Claudio Bisio debutta come regista al Giffoni Film Festival: il prossimo 20 luglio verrà trasmesso il film “L’ultima volta che siamo stati bambini”, pellicola sulla Shoah. «Sto affrontando la terza parte della mia vita – racconta ai microfoni del Corriere della Sera lo stesso artista – da attore ho cominciato da un po’ a recitare ruoli da padre. Mi sono detto: prima che mi propongano ruoli da nonno, devo trovare qualche alternativa. Non pensavo alla regia ma alla produzione, visto che ho fondato, con mia moglie, Sandra Bonzi, una società, Solea. Cercavo storie per realizzare documentari, fiction, lungometraggi. Sandra ha letto il libro di Fabio Bartolomei che ha lo stesso titolo del film. Me l’ha consigliato, mi ha fulminato. La leggerezza dei bambini, abbinata ad un tema tragico: Seconda Guerra mondiale, Shoah. Ho acquisito i diritti con l’idea di produrre il film. Ho cercato a lungo un regista. Dopo due o tre risposte interlocutorie, i coproduttori, Massimo Di Rocco per Bartleby e Giampaolo Letta per Medusa, mi hanno proposto la regia. Non esisteva nemmeno una sceneggiatura. Ho preso qualche mese di tempo per studiare, ho accettato. Radunando attorno a me persone amiche e capaci come Italo Petriccione, direttore della fotografia e Leopoldo Pescatore, aiuto regista. È un percorso che dura da 4 anni».
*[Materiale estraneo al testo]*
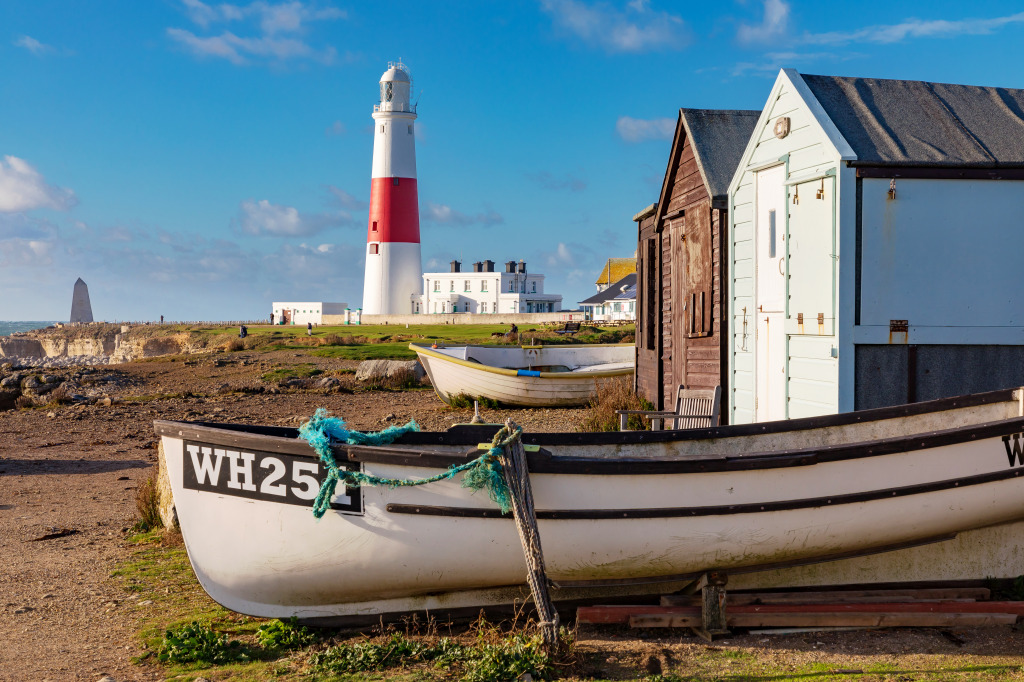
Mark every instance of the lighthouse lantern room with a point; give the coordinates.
(393, 275)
Nel film due figure femminili, suor Agnese e Vanda, le più razionali, autorevoli ed emancipate dei personaggi, una sorta di ritratto di ogni famiglia: «Compresa la mia, la tua, no? Le donne sono più dritte – racconta Claudio Bisio – certo. Vanda soprattutto. Accetta Italo come capogita ma in realtà è lei che comanda». Il giornalista chiede quindi al noto attore e neo regista quando è stato l’ultima volta bambino: «Mah… Forse quando i miei genitori si separarono. Ero un bimbo ventenne, un po’ troppo cresciuto. Avevo capito che stava accadendo qualcosa di serio in famiglia, decisi di anticipare il servizio militare per poi uscire di casa, mantenendomi lavorando. Del resto i miei due figli, Alice e Federico, anni 25 e 27, sono fuori Italia ma la loro base resta questa, il luogo dove sono cresciuti». Bisio è sulla scena da ormai vent’anni, e ogni anno racconta di volersi prendere una pausa: .«Però ho rallentato il ritmo. Anche causa protesi all’anca. Ho girato l’ultimo film da attore due anni fa. Sono più tranquillo e più sereno».



CLAUDIO BISIO: “UN COMICO DI ZELIG CHE FA UN FILM SULLA SHOAH…”

Sui suoi figli Bisio racconta: «Belli, diversi tra loro, presi da fatiche simili. Alice sta lavorando a Berlino, uno stage. Ha studiato scienze politiche come la sua mamma. Federico si è specializzato in elaborazioni in 3D, si occupa di effetti speciali e postproduzioni video. In qualche modo si è avvicinato al mio mondo. Consigli? Aiuti? Neanche a parlarne. Io? Ho fatto domanda per la pensione. Un umarell pronto per i lavori stradali. Poi, qualche progetto con Sandra, dopo vent’anni di matrimonio. Viaggi, più lunghi delle solite vacanze». E ancora: «Non rinnego nulla di ciò che ho fatto in passato, oggi mi propongono solo commedie e fatico persino a leggere i copioni. Vabbè. Bellocchio non mi ha mai chiamato e mai mi chiamerà, pazienza, ma ripetere cose che in qualche modo ho già detto non mi attrae granché. La scelta di farmi operare è stata deliberata, avrei potuto aspettare. Ma intanto mi ha permesso di dire qualche no».



Chiusura dedicata di nuovo al suo film: «Un comico di Zelig che fa un film sulla Shoah? Può suonare male. Per questo non vedo l’ora che le persone lo vedano, magari apprezzando il coraggio, la voglia di affrontare un capitolo nuovo del mio percorso. Non c’è altro, nessuna strategia. Solo una bella favola che, per me, valeva la pena di raccontare e, spero, di ascoltare».